Econ 128 – Machine Learning

Take-home Midterm

DUE TUESDAY, Jan 24, 2024 @9pm by email!

Instructions.

.    Please read Ch 2 and 3 in the textbook. Ch 3 covers linear regression and the material should be familiar from Econ 123A.

.    Submit the solutions as a notebook. I should be able to run the notebook as long as I change the path to the main file. If the notebook does not run for any reason you

will be graded ONLY up to the block of code that runs.
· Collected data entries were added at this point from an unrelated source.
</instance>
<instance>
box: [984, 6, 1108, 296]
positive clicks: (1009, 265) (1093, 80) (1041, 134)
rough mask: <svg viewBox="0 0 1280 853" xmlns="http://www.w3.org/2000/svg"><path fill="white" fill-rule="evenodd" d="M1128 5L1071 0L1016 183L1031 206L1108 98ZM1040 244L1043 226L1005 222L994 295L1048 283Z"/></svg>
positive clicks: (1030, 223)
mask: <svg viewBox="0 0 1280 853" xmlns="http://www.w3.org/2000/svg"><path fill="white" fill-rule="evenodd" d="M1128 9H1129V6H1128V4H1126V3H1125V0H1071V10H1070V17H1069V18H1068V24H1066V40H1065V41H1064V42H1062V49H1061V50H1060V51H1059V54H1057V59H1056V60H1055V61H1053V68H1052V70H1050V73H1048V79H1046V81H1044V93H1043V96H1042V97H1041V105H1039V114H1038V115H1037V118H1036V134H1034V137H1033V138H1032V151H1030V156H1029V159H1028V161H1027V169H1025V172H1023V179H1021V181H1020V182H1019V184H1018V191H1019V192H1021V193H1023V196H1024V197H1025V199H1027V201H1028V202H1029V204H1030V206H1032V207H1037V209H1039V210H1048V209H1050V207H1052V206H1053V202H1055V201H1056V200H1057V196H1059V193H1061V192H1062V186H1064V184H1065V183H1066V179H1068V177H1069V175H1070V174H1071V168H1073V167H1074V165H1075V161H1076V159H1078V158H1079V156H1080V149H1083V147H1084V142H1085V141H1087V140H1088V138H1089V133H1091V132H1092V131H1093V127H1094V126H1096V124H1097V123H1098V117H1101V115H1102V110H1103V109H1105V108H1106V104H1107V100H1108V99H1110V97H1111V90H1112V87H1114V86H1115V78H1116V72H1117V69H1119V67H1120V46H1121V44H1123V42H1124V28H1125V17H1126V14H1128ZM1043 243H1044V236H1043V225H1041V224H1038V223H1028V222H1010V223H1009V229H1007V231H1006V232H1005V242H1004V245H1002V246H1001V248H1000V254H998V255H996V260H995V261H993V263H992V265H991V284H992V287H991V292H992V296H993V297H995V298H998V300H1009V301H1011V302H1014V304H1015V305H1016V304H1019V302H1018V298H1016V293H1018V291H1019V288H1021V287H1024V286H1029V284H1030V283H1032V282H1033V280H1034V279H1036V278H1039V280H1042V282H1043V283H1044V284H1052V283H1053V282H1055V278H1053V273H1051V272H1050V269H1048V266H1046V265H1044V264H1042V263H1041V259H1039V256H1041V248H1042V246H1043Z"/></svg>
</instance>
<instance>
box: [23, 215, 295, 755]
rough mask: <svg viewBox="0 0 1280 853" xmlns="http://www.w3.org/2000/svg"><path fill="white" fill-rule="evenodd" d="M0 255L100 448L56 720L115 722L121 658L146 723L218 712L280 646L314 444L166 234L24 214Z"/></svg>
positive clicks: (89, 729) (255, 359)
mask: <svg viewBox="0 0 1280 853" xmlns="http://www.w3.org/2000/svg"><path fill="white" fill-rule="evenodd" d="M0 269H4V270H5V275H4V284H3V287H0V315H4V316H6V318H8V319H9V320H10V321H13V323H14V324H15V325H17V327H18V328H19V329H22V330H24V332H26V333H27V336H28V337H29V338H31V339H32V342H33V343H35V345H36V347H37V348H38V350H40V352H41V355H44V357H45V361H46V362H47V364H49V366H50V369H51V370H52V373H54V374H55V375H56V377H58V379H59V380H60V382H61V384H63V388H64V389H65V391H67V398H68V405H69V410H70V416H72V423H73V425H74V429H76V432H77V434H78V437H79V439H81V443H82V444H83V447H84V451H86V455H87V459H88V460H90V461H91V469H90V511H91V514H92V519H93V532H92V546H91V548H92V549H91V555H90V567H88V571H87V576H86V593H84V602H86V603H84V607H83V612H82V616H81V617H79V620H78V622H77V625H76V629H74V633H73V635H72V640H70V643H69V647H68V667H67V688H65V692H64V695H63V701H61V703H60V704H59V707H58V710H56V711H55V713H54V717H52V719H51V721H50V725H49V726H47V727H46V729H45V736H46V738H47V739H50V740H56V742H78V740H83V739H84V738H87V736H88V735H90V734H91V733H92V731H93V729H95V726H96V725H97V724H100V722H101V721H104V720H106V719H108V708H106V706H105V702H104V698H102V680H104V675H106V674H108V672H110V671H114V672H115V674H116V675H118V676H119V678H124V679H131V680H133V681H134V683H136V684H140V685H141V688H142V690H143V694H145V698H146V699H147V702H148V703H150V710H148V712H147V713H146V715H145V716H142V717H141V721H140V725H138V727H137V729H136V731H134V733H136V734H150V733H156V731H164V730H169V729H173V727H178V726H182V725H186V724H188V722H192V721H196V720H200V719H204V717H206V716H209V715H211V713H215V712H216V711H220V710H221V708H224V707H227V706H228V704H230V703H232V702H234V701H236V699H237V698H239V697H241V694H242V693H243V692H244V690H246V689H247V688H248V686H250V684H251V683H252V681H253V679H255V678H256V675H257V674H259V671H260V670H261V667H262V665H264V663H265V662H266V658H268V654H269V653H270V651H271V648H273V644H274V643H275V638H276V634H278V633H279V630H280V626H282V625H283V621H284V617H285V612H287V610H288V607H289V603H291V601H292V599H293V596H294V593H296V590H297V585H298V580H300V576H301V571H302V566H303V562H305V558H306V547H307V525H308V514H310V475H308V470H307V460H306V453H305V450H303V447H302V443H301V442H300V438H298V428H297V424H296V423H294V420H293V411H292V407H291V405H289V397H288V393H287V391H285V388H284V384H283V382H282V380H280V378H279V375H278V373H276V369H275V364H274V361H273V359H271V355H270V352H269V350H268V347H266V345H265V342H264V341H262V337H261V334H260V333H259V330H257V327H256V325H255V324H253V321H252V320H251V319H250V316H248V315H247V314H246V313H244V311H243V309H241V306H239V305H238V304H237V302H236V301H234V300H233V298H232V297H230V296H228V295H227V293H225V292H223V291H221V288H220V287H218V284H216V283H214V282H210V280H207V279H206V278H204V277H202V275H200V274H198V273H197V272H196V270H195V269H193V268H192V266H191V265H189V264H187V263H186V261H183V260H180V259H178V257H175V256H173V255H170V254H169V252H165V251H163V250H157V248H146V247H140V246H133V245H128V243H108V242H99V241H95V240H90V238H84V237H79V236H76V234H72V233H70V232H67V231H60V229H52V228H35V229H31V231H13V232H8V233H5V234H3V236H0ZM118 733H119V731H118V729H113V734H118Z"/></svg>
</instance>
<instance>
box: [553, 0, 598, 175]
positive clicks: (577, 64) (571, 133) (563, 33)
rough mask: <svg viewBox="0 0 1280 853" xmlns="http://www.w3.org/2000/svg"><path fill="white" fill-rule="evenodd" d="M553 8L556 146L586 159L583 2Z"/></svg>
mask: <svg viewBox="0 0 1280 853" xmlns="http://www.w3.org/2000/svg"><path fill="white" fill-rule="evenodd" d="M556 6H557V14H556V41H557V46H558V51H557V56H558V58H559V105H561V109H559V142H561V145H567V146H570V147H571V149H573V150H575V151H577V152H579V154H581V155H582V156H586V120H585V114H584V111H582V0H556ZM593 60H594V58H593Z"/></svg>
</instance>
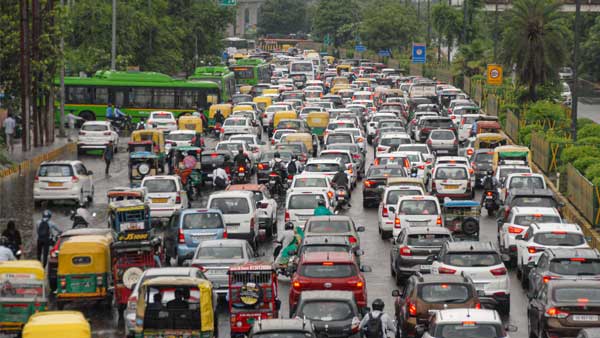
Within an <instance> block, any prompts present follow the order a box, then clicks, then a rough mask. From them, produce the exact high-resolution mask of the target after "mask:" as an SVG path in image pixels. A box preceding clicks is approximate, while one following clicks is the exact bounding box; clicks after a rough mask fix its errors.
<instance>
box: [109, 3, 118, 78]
mask: <svg viewBox="0 0 600 338" xmlns="http://www.w3.org/2000/svg"><path fill="white" fill-rule="evenodd" d="M110 69H111V70H115V69H117V0H113V23H112V45H111V49H110Z"/></svg>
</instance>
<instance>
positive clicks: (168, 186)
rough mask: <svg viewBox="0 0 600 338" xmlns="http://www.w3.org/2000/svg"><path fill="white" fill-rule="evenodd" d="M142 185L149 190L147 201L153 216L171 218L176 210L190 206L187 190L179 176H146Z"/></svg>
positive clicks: (156, 217)
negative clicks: (171, 216) (148, 203)
mask: <svg viewBox="0 0 600 338" xmlns="http://www.w3.org/2000/svg"><path fill="white" fill-rule="evenodd" d="M141 187H142V188H146V189H147V191H148V194H147V195H146V201H148V203H149V206H150V214H151V215H152V218H159V219H160V218H163V219H164V218H169V217H171V215H173V213H174V212H175V211H177V210H181V209H184V208H187V207H188V196H187V192H186V191H185V188H184V187H183V183H181V179H180V178H179V176H175V175H158V176H145V177H144V179H142V183H141Z"/></svg>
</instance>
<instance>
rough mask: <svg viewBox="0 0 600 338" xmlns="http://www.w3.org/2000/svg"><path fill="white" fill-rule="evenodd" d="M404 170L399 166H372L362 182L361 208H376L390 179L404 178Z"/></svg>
mask: <svg viewBox="0 0 600 338" xmlns="http://www.w3.org/2000/svg"><path fill="white" fill-rule="evenodd" d="M406 176H407V175H406V168H405V167H404V166H401V165H395V164H394V165H372V166H371V167H370V168H369V170H368V171H367V173H366V175H365V180H364V181H363V207H365V208H369V207H376V206H378V205H379V202H381V197H382V196H381V195H382V193H383V189H385V186H386V183H387V179H388V178H390V177H406Z"/></svg>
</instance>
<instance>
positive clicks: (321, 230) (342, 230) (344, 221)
mask: <svg viewBox="0 0 600 338" xmlns="http://www.w3.org/2000/svg"><path fill="white" fill-rule="evenodd" d="M305 231H306V232H314V233H344V232H350V231H352V226H351V225H350V222H349V221H309V223H308V225H307V227H306V229H305Z"/></svg>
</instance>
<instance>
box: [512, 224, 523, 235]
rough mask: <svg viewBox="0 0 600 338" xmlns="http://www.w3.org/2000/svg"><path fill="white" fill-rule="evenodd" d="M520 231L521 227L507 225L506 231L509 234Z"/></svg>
mask: <svg viewBox="0 0 600 338" xmlns="http://www.w3.org/2000/svg"><path fill="white" fill-rule="evenodd" d="M522 232H523V229H522V228H519V227H514V226H509V227H508V233H509V234H520V233H522Z"/></svg>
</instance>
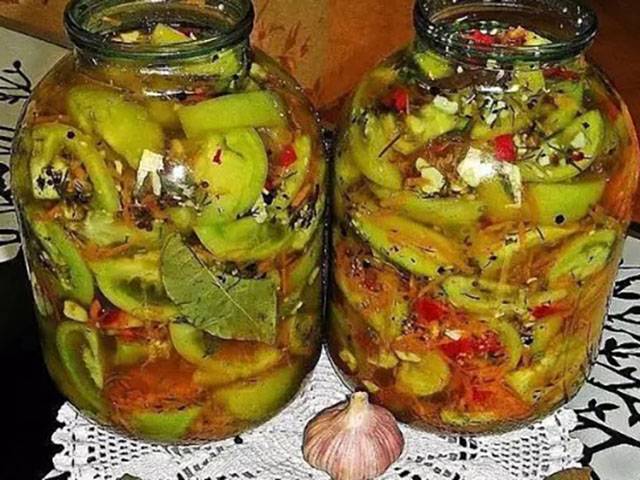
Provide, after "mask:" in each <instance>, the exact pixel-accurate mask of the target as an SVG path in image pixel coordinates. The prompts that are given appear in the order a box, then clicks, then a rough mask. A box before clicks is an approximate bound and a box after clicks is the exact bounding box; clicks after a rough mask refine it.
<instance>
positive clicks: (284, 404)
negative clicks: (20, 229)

.    You can submit solutions individually or as a group. If you submit as a group you will be graded as a group which may impact the overall distribution of grades.

.    Use the SoCalCars dataset from Lab 1

You are asked to use the data to develop an algorithm that predicts whether a car is a “Good Deal”

1.  [10 pts + 10pts for best solution] Develop a linear probability model using regression analysis. You can choose any predictors you want. Compute the R2 and MSE for your model. The person/team who obtains the best predictor in the training data earns an additional 10pts.

2.  [10 pts] Predict the probability that a car is a “good deal”. What fraction of the cars is predicted to have probability <0 or >1?

3.  [20 pts] Compute the threshold probability p* such that if the predicted probability > p* you decide that the car is a good deal using a test dataset equal to 20% of the full dataset. (Choose 5 values and then find the best one of these values. Don’t try to explore all possible values.)

4.  [30 pts] Implement the k-nearest neighbor algorithm to predict when a car is a good deal. Compute the optimal k* using a test dataset equal to 20% of the full dataset.   (Choose 5 values and then find the best one of these values. Don’t try to explore all  possible values.)

5.  [10 pts + 10 pts for best solution] Compare the performance of your regression and KNN algorithms at the values of p* and k* you have chosen in the test dataset.

Report the performance. The person/team with the best performance earns an additional 10 pts.